# Gravity in solid sphere

1. Jun 13, 2008

### foxjwill

1. The problem statement, all variables and given/known data
How would I go about finding the time it takes for a particle of mass $$m$$ to travel in a straight line only under the force of gravity between any two points on the surface of a solid sphere of mass $$M$$.

2. Relevant equations
$$\mathbf{F}=-{3GM \over R^3} \matbhf{r}$$ (I derived this using integration and Newton's Universal Law of Gravitation)​

3. The attempt at a solution

Don't tell me how to do it, just give me a hint. I think what's really tripping me up here is how do you have an object traveling along a non-field-line curve only under the force of gravity? Wouldn't there have to be some normal force keeping the object on the curve?

2. Jun 13, 2008

### Dick

Yes, there would need to be a normal force. Assume it's travelling through a frictionless tunnel. Then just consider the tangential force. But where did that '3' come from in your force equation? And that's not an F, it's an acceleration.

Last edited: Jun 13, 2008
3. Jun 13, 2008

### gendou2

I think the trick is, it has to pass through the center.
In other words, it's a tunnel to China problem.

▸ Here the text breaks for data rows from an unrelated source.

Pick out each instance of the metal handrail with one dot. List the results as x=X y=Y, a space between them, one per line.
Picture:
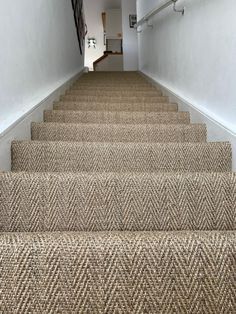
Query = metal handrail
x=155 y=11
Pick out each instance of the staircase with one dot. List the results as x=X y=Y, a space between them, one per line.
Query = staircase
x=118 y=204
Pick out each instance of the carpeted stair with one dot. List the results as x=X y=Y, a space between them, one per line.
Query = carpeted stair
x=118 y=205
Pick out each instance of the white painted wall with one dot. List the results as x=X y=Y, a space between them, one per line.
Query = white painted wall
x=39 y=52
x=130 y=39
x=194 y=57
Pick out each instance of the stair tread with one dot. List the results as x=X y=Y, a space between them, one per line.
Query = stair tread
x=140 y=157
x=116 y=117
x=115 y=106
x=98 y=272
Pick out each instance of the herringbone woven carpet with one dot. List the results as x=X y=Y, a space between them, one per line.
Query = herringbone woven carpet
x=118 y=204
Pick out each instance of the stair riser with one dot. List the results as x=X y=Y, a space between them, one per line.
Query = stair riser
x=116 y=117
x=133 y=272
x=124 y=88
x=120 y=157
x=116 y=106
x=118 y=133
x=101 y=202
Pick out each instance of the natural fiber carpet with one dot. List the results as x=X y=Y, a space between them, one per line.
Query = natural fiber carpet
x=111 y=201
x=118 y=204
x=143 y=272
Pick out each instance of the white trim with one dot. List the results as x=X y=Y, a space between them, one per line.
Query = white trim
x=20 y=129
x=216 y=131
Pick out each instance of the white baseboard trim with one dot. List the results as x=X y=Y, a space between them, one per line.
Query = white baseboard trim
x=216 y=132
x=21 y=129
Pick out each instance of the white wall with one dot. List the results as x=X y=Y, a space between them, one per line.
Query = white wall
x=39 y=52
x=93 y=13
x=130 y=39
x=39 y=59
x=194 y=56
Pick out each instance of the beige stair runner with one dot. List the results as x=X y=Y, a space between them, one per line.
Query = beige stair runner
x=118 y=204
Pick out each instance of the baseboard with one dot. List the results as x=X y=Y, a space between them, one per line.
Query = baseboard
x=20 y=129
x=216 y=131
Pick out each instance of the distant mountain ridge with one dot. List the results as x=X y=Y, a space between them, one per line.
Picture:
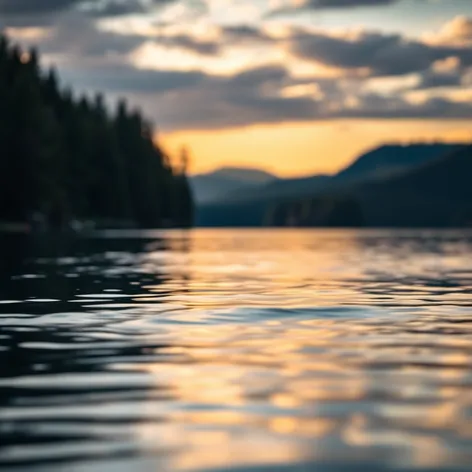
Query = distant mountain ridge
x=433 y=194
x=253 y=207
x=216 y=185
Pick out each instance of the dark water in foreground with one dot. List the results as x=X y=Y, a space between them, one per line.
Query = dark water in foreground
x=237 y=350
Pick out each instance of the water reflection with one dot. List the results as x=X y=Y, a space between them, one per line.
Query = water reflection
x=218 y=350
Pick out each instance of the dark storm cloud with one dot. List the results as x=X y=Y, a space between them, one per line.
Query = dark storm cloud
x=126 y=79
x=382 y=54
x=328 y=5
x=197 y=100
x=34 y=7
x=44 y=12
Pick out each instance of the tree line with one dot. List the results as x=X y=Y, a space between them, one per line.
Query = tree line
x=69 y=158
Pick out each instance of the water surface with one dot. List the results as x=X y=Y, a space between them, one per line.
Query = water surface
x=286 y=350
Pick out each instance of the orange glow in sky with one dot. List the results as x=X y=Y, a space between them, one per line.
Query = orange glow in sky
x=290 y=149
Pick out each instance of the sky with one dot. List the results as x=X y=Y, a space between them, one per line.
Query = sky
x=291 y=86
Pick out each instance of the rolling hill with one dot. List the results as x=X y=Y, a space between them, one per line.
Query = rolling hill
x=434 y=194
x=252 y=207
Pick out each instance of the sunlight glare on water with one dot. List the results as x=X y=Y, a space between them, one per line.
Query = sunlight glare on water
x=270 y=350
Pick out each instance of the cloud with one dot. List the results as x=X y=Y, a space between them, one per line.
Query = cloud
x=294 y=7
x=380 y=54
x=457 y=32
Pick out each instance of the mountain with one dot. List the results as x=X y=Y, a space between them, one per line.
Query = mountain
x=387 y=160
x=251 y=207
x=214 y=186
x=435 y=194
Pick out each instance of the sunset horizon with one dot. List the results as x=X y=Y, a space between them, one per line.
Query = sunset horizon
x=250 y=83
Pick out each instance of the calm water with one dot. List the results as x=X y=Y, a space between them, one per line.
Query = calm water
x=237 y=350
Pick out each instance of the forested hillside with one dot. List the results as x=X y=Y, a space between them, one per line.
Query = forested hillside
x=68 y=158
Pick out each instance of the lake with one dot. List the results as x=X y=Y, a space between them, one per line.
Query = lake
x=241 y=350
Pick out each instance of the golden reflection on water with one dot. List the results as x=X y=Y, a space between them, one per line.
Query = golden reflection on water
x=302 y=347
x=271 y=348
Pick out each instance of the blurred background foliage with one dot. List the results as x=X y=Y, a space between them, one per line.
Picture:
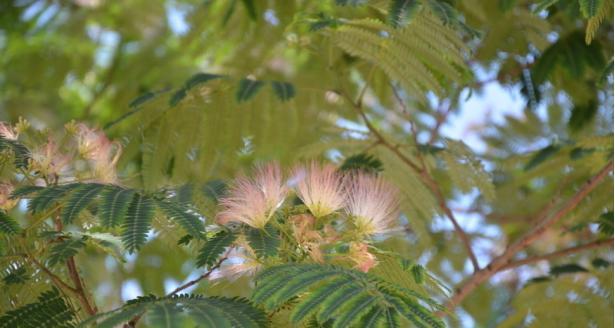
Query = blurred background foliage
x=274 y=83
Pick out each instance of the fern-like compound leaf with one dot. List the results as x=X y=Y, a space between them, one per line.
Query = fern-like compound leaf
x=214 y=247
x=114 y=205
x=209 y=312
x=190 y=221
x=342 y=296
x=78 y=200
x=283 y=90
x=50 y=196
x=264 y=242
x=248 y=89
x=59 y=253
x=137 y=223
x=49 y=311
x=8 y=225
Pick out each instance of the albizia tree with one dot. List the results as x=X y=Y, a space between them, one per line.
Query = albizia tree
x=290 y=163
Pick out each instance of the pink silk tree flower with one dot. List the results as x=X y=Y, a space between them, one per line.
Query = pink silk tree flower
x=320 y=188
x=101 y=152
x=372 y=203
x=363 y=259
x=254 y=201
x=8 y=132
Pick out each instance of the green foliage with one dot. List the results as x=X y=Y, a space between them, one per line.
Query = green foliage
x=114 y=205
x=264 y=242
x=189 y=220
x=248 y=89
x=50 y=311
x=211 y=312
x=137 y=222
x=362 y=162
x=214 y=247
x=65 y=249
x=436 y=51
x=8 y=225
x=400 y=10
x=78 y=200
x=348 y=297
x=21 y=154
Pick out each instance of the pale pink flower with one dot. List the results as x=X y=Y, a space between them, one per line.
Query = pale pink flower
x=101 y=152
x=49 y=160
x=8 y=132
x=363 y=259
x=320 y=188
x=372 y=203
x=6 y=203
x=240 y=263
x=254 y=201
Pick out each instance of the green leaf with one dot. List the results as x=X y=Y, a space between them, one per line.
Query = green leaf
x=541 y=156
x=214 y=247
x=341 y=295
x=264 y=242
x=137 y=223
x=362 y=162
x=49 y=311
x=78 y=200
x=283 y=90
x=248 y=89
x=114 y=205
x=60 y=252
x=140 y=100
x=210 y=312
x=24 y=191
x=8 y=225
x=16 y=275
x=188 y=220
x=201 y=78
x=605 y=223
x=566 y=268
x=400 y=10
x=47 y=197
x=589 y=8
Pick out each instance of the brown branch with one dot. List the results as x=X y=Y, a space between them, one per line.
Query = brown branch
x=560 y=253
x=423 y=174
x=501 y=261
x=133 y=322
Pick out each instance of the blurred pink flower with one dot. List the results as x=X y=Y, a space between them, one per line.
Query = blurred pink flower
x=102 y=153
x=5 y=193
x=320 y=188
x=363 y=259
x=49 y=160
x=8 y=132
x=372 y=203
x=253 y=201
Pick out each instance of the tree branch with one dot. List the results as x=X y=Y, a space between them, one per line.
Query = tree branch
x=541 y=226
x=422 y=173
x=133 y=322
x=560 y=253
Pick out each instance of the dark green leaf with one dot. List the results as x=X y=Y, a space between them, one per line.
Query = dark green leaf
x=137 y=223
x=265 y=242
x=8 y=225
x=248 y=89
x=114 y=205
x=78 y=200
x=214 y=247
x=283 y=90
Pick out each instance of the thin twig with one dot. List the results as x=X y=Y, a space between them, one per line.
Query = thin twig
x=542 y=224
x=133 y=322
x=560 y=253
x=421 y=170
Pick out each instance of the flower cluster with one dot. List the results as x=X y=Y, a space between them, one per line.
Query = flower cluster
x=335 y=211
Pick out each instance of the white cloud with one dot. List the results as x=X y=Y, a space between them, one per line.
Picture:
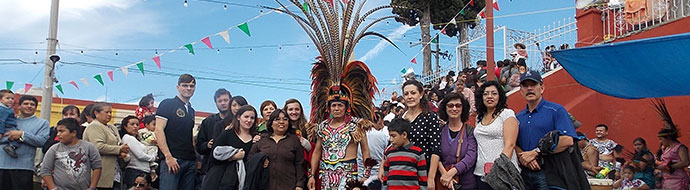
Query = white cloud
x=395 y=35
x=94 y=23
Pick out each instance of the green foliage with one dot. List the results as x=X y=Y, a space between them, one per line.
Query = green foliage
x=441 y=12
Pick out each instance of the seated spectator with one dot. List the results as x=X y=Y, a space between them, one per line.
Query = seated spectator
x=142 y=182
x=590 y=155
x=604 y=145
x=628 y=182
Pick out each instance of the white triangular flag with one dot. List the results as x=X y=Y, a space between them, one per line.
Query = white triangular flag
x=124 y=71
x=86 y=83
x=225 y=36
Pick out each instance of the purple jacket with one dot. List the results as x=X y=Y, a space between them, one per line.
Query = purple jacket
x=468 y=155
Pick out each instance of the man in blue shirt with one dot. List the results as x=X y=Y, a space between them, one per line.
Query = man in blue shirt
x=174 y=124
x=539 y=118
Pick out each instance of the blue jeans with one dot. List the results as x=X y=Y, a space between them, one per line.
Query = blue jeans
x=183 y=179
x=534 y=179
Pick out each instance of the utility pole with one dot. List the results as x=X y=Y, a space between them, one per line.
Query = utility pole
x=48 y=78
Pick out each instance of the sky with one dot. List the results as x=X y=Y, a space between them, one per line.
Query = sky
x=274 y=63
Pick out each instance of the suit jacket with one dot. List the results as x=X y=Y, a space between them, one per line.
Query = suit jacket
x=107 y=141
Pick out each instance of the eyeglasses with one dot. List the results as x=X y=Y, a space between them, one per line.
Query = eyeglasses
x=452 y=105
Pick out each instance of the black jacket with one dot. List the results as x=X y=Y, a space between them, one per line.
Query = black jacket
x=257 y=176
x=207 y=131
x=504 y=175
x=562 y=169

One hint that might not be obvious is that it takes the same time to fall from the surface to the center as it does to travel from the center out to the other side.

4. Jun 13, 2008

### Dick

Actually, it doesn't have to fall through the center. That would be really easy. The time is the same along any chord connecting two points on the surface.

5. Jun 13, 2008

### gendou2

Oh yeah, you're right. Sorry about that.

6. Jun 13, 2008

### foxjwill

$$\rho = {M \over {4\over 3} \pi R^3}$$
$$dm = \rho 4\pi r^2 dr$$

$$\vec{a} = -{\int_0^r \rho 4\pi G dr} \hat{r} = -\rho 4\pi G r \hat{r} = -{3GMr \over R^3} \hat{r} = -{3GM\over R^3}\vec{r}$$

oops! >_<

7. Jun 13, 2008

### Dick

You don't need to integrate anything. a=Gm/r^2. m=rho*volume=rho*(4/3)*pi*r^3 where rho is density. M=rho*(4/3)*pi*R^3. Just eliminate the rho. But I think in the way you worked it you forgot that integral of r^2=r^3/3. That's the 3 that should cancel the one you have.

8. Jun 14, 2008

### foxjwill

But it it's not Gm/r^2. That's only if the particle is outside the sphere. And the r^2 canceled out, so that's why I have it like that.

9. Jun 14, 2008

### Dick

You can do the problem by only considering the mass inside the sphere of radius r, since the mass outside contributes nothing. I have no problem with your answer except for that '3'.